Mistreated by Chinese statistics, the single currency resists due to lower U.S. inflation.
The fall of China's GDP to 7.7% on year in the first quarter, against 8% expected by economists, has renewed risk aversion. The dollar has benefited from its safe haven status earlier this week while the Euro fell back in the wake of global stock markets and commodity markets.
Stronger than expected decline of consumer prices in the United States reinforces the Federal Reserve in its ultra-accommodative policy and allows the Euro to remain above USD 1.30 despite the statements of one of the ECB members council in the Wall Street Journal. Jens Weidmann, Bundesbank president, has warned that the ECB may soon decide on a new decrease of its minimum bid rate if the economy of the Eurozone continued to grow weaker.

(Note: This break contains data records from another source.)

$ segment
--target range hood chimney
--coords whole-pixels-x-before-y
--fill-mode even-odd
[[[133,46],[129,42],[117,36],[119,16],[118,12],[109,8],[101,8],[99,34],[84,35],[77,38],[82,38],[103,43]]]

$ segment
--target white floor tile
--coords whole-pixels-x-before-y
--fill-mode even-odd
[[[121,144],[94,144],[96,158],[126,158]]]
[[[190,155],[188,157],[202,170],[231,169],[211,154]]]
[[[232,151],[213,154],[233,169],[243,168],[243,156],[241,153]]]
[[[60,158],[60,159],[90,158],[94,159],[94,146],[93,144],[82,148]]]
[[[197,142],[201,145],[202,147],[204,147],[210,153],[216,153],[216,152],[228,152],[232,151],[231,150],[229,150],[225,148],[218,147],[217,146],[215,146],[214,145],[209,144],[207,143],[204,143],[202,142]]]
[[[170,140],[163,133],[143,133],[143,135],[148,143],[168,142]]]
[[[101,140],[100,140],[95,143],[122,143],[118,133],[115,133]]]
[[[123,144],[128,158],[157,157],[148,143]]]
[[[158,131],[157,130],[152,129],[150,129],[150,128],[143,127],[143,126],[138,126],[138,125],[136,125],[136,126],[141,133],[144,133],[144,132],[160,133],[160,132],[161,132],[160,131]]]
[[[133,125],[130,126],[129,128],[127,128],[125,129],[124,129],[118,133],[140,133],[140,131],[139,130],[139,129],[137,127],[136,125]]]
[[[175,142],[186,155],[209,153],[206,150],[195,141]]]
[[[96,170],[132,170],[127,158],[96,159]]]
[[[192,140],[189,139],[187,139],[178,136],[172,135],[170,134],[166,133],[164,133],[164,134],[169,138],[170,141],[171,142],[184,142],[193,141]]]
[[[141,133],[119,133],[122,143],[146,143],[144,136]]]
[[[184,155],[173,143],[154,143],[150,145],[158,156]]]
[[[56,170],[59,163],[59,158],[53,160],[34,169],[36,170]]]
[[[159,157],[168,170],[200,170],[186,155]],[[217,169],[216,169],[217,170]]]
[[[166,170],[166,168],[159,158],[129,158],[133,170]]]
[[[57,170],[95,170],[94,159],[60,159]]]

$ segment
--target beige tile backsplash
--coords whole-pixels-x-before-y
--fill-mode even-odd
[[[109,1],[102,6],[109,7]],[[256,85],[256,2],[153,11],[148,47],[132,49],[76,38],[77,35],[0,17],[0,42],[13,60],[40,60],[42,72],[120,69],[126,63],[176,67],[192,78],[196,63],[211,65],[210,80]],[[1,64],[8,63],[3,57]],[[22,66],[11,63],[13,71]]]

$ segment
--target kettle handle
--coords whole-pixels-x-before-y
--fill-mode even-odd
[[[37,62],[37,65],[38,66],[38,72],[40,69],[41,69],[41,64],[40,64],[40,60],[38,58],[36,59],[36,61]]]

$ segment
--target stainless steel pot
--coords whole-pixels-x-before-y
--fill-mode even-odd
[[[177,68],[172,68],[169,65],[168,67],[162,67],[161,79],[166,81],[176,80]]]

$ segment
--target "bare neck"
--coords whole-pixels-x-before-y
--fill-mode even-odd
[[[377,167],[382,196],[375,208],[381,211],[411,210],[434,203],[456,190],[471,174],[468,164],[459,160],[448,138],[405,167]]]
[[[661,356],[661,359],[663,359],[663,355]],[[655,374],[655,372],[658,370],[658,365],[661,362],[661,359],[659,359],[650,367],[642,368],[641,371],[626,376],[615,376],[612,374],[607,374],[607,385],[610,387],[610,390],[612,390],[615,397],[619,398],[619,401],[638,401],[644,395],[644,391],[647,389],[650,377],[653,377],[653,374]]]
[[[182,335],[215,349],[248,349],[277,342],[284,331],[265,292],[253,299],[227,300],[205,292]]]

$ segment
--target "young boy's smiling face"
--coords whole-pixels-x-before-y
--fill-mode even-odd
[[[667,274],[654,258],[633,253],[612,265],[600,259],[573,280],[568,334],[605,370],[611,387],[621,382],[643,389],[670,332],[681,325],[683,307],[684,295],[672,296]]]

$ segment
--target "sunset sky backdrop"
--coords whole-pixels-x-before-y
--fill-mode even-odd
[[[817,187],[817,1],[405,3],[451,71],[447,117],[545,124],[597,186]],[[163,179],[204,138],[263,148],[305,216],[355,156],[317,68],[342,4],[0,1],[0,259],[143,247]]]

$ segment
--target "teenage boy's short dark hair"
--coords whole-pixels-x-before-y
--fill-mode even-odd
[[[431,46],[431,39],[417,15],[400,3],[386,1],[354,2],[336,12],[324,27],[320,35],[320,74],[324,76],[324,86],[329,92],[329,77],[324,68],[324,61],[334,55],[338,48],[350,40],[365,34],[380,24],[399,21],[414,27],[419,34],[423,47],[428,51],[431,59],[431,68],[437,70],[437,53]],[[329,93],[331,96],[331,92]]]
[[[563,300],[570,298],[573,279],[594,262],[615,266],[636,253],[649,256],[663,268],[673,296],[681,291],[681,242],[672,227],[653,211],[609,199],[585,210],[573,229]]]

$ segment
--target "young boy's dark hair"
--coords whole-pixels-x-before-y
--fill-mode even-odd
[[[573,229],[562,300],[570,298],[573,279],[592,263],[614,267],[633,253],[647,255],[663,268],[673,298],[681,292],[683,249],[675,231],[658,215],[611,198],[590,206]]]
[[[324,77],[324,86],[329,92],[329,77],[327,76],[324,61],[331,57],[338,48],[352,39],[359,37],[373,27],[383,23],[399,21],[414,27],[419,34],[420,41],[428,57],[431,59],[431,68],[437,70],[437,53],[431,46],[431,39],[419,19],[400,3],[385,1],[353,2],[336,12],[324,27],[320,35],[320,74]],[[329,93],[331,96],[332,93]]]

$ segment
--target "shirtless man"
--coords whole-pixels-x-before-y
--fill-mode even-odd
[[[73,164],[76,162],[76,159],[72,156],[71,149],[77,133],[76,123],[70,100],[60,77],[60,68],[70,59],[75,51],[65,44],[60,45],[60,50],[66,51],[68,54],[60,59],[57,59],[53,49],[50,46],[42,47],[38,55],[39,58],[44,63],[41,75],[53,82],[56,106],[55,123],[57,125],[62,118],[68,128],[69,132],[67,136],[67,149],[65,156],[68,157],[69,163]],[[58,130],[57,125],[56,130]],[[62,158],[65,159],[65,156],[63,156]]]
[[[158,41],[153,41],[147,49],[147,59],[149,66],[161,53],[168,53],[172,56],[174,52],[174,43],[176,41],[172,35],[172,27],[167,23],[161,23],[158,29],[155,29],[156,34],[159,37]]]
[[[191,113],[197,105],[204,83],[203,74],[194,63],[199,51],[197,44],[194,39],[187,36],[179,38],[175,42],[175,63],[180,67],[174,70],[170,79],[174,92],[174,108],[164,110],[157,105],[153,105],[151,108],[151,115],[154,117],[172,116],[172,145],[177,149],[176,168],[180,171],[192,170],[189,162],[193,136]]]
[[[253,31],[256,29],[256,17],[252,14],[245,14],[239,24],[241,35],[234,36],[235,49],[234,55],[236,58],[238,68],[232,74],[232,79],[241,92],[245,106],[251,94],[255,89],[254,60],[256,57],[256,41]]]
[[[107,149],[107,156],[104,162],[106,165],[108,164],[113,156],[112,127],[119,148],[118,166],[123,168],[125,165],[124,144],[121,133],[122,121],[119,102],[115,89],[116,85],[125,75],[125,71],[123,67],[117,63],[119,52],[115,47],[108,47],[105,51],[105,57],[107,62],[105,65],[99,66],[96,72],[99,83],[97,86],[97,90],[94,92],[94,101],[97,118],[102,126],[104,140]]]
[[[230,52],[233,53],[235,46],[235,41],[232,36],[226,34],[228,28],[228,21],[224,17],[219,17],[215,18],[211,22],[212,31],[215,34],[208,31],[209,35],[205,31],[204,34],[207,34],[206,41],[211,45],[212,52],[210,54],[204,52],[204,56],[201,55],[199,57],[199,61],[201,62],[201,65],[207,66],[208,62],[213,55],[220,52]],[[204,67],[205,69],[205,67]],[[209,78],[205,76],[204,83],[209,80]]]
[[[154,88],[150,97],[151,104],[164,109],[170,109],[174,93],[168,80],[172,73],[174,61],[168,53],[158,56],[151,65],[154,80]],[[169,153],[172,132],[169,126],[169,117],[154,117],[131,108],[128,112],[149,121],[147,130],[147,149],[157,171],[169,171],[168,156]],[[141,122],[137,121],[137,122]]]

If this news is confirmed, it would provide a good entry point for buyers while a two-day meeting of finance ministers of the G20 is taking place. Taro Aso and Haruhiko Kuroda could justify BoJs policy, widely criticized, especially by the U.S. Treasury, prompting investors to pursue arbitration in favor of the Old Continent, more attractive in terms of yield.
Graphically, after collecting our profits at USD 1.3154, prices decline in contact with 1.3024 gives us the opportunity to initiate a new long position in the direction of the medium-term trend, as illustrated by a new crossing of the 50-day moving average by the 20-day average. Our target is set at USD 1.3177.